Greek-born Conductor and composer Dmitri Mitropoulos showed talent as a boy, and after studying at the Athens Conservatory went on to Brussels and Berlin, studying under Italian pianist, composer and conductor Ferruccio Busoni. At the age of 25, he became an assistant to conductor Erich Kleiber at the Berlin State Opera, before making his debut in the U.S. 15 years later with the Boston Symphony Orchestra. By 1945, when he was nearly 50, he settled in the U.S., where he became the conductor for the Minneapolis Symphony Orchestra. From there, he moved on to work with the New York Philharmonic in 1949, first as co-conductor with Stokowski, then as music director – the most prized conducting position in the U.S. – from 1951-1957.
Mitropoulos was known for energetic conducting style and his photographic memory – he never used scores, having seen them once he knew them by heart. He didn’t use a baton either.

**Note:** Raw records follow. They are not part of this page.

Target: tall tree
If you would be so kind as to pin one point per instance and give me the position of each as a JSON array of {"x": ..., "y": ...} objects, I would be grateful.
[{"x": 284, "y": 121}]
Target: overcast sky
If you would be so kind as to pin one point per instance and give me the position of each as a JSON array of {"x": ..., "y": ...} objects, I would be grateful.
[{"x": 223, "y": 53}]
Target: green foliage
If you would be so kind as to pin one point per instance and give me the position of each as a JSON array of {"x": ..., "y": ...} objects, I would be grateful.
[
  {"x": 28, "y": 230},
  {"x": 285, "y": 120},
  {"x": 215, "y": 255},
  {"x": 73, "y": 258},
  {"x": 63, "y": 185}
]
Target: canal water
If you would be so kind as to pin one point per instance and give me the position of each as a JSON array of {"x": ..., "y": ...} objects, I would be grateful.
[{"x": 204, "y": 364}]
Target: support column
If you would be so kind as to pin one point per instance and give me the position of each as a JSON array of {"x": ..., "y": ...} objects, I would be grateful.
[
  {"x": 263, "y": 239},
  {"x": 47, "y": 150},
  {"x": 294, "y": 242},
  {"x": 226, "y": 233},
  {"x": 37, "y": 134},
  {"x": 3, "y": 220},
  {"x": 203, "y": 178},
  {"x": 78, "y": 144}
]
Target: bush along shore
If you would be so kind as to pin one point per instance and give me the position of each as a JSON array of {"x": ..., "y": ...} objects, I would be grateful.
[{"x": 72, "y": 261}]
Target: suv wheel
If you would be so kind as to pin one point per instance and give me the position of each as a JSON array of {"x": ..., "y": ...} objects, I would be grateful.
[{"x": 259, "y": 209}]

In contrast to his conducting style, Mitropolous’ life was spartan and devoted wholly to his music. And he didn’t bother to hide his homosexuality with what he called “a cosmetic marriage.” His protege and successor Leonard Bernstein is one of the men with whom he is said to have had a relationship.
Mitropoulos died in 1960 of a heart attack in Milan while rehearsing Mahler’s 3rd symphony.